正座する私ににじり寄る副長。思わず後ずさったけど、副長が私の包帯の脚を撫でるほうが速かった。

「どこまで巻いてんの、これ」
「あの、なに普通に触ってんですか」
「部下の怪我の状態は把握しとかなきゃなんねぇだろー」
「意味わかんないんですけど」

そんな上司の義務、初めて聞きました。
包帯を一通り観察した後、今度はショートパンツの裾をめくり出した。

「…っ、」
「まだ痛ぇんだ」
「当たり前じゃないですか…」
「あーほら、動くから、血」

怪我したのだって一昨日のことだ。まだ痛みが残ってるに決まってる。
それでも仕事はいつも通りあるわけで。午前中も稽古にパトロールと大忙しだった。
怪我なんか省みず動き回ったせいで、包帯には血が滲んで痛々しい様になっている。

「包帯、巻き直してやろうか」
「副長の仕事じゃないんで、けっこうです」

視線を包帯に向けたまま、副長がとんでもないことを言い出した。
患部、脚の付け根ですよ?わかって言ってます?

「離れてください。近いです」
「お前、脚はイイよな」
「話聞いてます?」

しかも脚は、って。は、って。
私が精神的に地味なダメージを受けていると、副長はもう私の怪我とか関係なく、普通に太ももを触っていた。
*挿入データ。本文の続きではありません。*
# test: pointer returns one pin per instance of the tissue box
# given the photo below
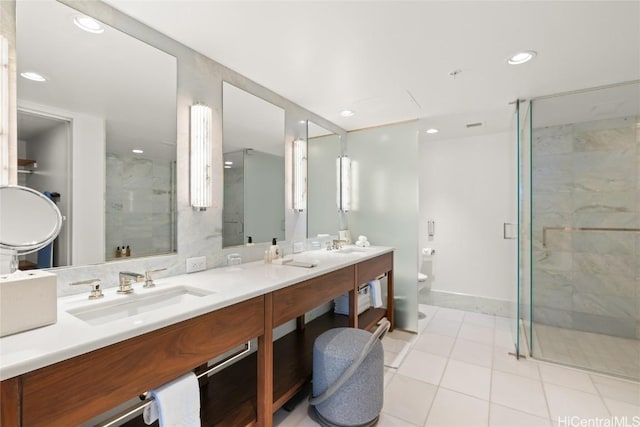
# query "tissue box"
(364, 302)
(28, 300)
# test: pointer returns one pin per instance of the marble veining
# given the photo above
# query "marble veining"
(587, 175)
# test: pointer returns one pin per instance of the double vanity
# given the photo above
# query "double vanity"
(102, 353)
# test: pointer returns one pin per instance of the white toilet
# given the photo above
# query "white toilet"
(426, 253)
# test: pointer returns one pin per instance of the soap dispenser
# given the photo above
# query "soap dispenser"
(274, 250)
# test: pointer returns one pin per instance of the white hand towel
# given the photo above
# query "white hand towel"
(376, 293)
(175, 404)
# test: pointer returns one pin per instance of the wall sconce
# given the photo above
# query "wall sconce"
(343, 169)
(299, 175)
(4, 111)
(201, 118)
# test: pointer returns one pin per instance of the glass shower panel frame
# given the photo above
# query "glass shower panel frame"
(585, 229)
(514, 313)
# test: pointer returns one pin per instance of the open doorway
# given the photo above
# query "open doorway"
(44, 150)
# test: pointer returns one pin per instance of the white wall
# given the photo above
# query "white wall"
(468, 186)
(88, 153)
(385, 204)
(51, 151)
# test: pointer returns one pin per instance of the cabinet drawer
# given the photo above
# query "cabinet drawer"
(372, 268)
(80, 388)
(295, 300)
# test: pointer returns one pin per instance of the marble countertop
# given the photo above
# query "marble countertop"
(225, 286)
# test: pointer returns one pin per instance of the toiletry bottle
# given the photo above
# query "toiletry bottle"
(274, 250)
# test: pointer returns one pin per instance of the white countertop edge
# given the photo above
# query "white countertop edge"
(20, 353)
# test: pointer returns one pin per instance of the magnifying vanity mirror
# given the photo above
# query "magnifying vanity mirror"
(323, 148)
(98, 129)
(253, 151)
(29, 222)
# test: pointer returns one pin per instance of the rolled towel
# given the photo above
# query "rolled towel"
(176, 403)
(376, 293)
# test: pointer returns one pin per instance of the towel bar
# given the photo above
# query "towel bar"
(146, 400)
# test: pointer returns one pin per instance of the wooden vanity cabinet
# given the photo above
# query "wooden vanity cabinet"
(244, 394)
(75, 390)
(293, 353)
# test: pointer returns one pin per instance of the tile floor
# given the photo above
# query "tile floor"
(457, 373)
(588, 350)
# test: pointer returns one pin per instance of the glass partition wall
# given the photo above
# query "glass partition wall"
(584, 221)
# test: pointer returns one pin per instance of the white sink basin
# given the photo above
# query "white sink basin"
(98, 313)
(352, 250)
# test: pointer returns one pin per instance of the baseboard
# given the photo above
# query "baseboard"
(466, 302)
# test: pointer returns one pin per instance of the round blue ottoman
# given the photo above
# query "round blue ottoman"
(345, 394)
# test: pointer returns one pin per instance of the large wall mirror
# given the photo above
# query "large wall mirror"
(323, 148)
(98, 135)
(253, 150)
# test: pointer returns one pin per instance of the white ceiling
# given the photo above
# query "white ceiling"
(389, 61)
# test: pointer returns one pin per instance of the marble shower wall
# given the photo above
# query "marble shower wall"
(587, 175)
(140, 205)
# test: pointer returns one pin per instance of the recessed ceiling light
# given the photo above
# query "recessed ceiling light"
(521, 57)
(31, 75)
(88, 24)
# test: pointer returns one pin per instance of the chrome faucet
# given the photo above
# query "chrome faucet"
(148, 280)
(127, 279)
(336, 244)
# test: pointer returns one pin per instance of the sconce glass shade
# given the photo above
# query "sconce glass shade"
(4, 111)
(343, 169)
(299, 175)
(201, 119)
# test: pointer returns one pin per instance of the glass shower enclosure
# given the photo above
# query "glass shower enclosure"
(579, 196)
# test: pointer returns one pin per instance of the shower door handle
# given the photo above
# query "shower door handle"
(508, 231)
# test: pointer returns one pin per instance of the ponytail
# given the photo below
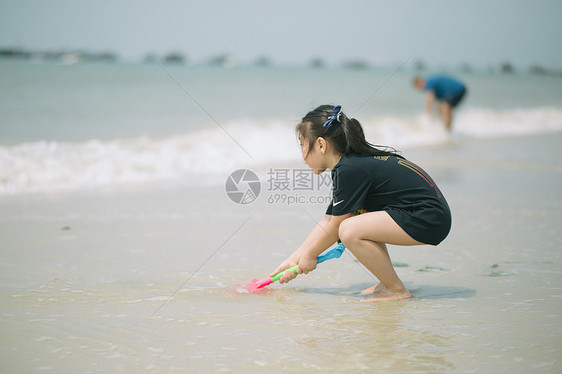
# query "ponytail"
(345, 134)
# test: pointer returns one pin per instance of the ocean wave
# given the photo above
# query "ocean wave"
(43, 166)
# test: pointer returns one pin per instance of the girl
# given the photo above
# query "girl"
(379, 198)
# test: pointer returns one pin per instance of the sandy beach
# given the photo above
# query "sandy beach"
(83, 273)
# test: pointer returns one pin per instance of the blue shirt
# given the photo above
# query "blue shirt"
(444, 87)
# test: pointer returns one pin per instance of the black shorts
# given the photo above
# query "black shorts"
(429, 225)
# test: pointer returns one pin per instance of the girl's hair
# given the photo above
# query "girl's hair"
(345, 134)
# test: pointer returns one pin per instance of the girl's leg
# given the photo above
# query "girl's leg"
(366, 236)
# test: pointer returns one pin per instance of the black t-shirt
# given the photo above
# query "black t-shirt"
(395, 185)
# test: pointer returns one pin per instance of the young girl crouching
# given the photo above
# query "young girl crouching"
(379, 198)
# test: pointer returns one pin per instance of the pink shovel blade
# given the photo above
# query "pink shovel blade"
(255, 285)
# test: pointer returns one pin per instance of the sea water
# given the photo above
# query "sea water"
(83, 126)
(120, 250)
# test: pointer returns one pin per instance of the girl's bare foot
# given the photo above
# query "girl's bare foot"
(387, 295)
(375, 289)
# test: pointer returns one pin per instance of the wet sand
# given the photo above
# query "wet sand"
(82, 275)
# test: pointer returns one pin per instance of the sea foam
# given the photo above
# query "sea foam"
(43, 166)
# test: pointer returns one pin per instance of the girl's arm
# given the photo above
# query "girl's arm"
(322, 236)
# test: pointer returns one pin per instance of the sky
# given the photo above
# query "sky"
(440, 33)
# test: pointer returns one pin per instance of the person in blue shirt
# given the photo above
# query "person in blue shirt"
(447, 91)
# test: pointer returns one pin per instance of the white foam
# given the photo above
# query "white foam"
(56, 166)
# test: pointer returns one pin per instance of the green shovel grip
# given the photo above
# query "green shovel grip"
(278, 276)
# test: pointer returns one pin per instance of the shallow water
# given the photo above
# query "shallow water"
(87, 279)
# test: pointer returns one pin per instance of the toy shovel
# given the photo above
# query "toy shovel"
(335, 252)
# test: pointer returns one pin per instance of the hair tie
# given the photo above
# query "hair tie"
(334, 117)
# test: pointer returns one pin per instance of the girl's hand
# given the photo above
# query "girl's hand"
(287, 275)
(306, 264)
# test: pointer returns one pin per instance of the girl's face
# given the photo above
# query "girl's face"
(313, 158)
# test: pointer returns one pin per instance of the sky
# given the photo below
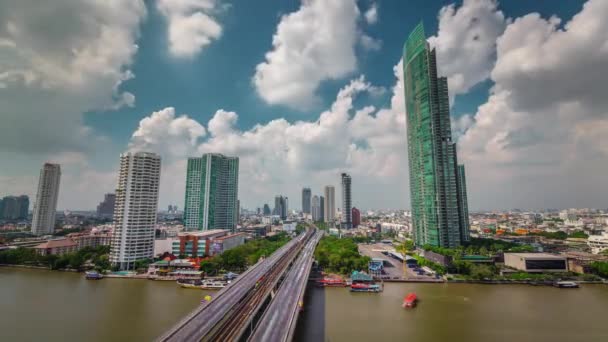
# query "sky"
(301, 91)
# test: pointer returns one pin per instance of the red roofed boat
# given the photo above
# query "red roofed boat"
(410, 300)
「あの、いい加減止めてください。ここ屯所なんで。みんないるんで」

「いなけりゃいいのか」

揚げ足を取られてしまった。こうなるとその後の展開は目に見えている。
どうしようと考えたあげく、ならば、いつもと違う反応をして副長を畳み掛けるのはどうだろう、と思い付いた。引いて駄目なら押してみろだ。

「…そ、そうですね、人目さえなければいんじゃないですか。残念でしたねーここが屯所で。他の隊士たちがいなければ色んなことやり放題だったんですけどね、副長。いやー非常に残念です」

私の作戦が功を奏したようで、副長は少し考え込むような顔になった。成功だ。今、流れは私にある。
さぁ、自分の立場や今の状況を十分に考え直してください。そして後悔し反省して今すぐ退いてください。今すぐ。

しかし、続く副長の言葉に、私は青ざめることになる。

「…ちょうど、他の隊士たち出払ってるみてぇなんだけどよ」
「え」

そういえば、いつもなら騒がしい廊下も、中庭も、いやに静かだ。副長の部屋に来ると頻繁に乱入してくる沖田隊長も、姿を見せない。なぜ今日に限って。
冷や汗が止まらないし、怪我した脚は痺れて動かない。
ここでふと、隊士たちのスケジュール管理を行っているのは副長だということを思い出した。

「あ、あの…ふくちょ、」
「誰もいなけりゃいーんだっけ」
「ちょ、待って、…」
「やっちゃっていーの?色々。」

にやりと片方だけ口角を上げた副長の顔は、一昨日の大捕物のときと同じくらい、いやもしかしたらそれ以上に、楽しそうだった。私の貞操は果たして。